Reputation: 117
Let's assume my dataframe's second column contains lists of integers:
df = pd.DataFrame({"col_1":[1,2,3,4,5],"col_2":[[1,2],np.nan,[3,5,9],[2],[8,5]],"col_3":np.nan})
Output:
col_1 col_2 col_3
0 1 [1, 2] NaN
1 2 NaN NaN
2 3 [3, 5, 9] NaN
3 4 [2] NaN
4 5 [8, 5] NaN
I'd like to insert a 1
in column 3 if the int in column 1 can be found in in the list of ints in column 2:
col_1 col_2 col_3
0 1 [1, 2] 1
1 2 NaN NaN
2 3 [3, 5, 9] 1
3 4 [2] NaN
4 5 [8, 5] 1
I was trying to solve it like that:
for i in range(0,len(df)):
if df["col_1"][i] in df["col_2"][i]:
df["col_3"][i]=1
This gave me TypeError: argument of type 'float' is not iterable
because of the NaN
in the column 2 and I couldn't work out a way to deal with it.

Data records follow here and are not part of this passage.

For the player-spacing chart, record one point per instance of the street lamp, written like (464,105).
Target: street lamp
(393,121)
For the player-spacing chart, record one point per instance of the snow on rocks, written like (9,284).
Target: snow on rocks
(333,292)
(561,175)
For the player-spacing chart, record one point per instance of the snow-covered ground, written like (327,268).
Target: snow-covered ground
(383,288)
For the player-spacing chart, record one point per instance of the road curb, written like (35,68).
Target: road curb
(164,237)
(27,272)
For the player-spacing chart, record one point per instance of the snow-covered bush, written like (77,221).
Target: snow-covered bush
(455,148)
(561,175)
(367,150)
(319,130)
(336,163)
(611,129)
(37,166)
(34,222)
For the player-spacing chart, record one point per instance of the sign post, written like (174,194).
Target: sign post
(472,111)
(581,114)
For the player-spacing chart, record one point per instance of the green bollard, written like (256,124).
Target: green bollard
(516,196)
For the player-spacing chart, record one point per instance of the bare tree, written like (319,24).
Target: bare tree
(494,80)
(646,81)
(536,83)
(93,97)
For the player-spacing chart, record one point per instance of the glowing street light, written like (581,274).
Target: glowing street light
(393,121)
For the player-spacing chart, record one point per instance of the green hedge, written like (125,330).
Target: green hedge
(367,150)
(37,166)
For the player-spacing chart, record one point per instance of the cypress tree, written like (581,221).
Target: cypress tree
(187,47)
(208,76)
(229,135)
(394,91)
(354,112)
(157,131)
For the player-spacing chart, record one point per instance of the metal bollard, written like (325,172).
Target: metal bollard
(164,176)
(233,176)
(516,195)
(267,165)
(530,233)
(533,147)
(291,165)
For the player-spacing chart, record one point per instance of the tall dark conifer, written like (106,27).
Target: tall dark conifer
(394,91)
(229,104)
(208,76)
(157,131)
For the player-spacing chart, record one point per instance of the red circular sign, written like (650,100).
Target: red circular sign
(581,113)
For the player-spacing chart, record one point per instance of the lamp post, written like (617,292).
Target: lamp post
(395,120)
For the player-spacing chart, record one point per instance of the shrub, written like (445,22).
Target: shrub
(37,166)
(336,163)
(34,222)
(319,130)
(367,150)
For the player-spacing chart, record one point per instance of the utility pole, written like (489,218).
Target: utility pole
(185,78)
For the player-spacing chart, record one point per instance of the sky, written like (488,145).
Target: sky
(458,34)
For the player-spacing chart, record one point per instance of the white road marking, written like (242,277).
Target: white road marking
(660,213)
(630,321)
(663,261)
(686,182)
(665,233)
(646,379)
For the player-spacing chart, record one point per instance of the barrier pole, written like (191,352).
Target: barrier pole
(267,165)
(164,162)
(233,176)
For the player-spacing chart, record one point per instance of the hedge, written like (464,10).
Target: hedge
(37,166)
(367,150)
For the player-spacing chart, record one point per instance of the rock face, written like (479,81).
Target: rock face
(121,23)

(I've tried to solve this using a diffent solution based on .isin
but this wouldn't work because AttributeError: 'list' object has no attribute 'isin'
.)
I then had the idea to replace all the NaN
in col_2 with a 0
so that my inital for loop would be able to run through. There are no 0
in col_1 and will never be, so I'd be fine with that solution because this won't lead to wrong matches in col_3. To this end,
df.loc[df["col_2"].isnull(), "col_2"] = 0
is not enough because the if in
can't deal with ints: TypeError: argument of type 'int' is not iterable
. I would need the 0
do be inserted as an element of a list, but you can't just use =[0]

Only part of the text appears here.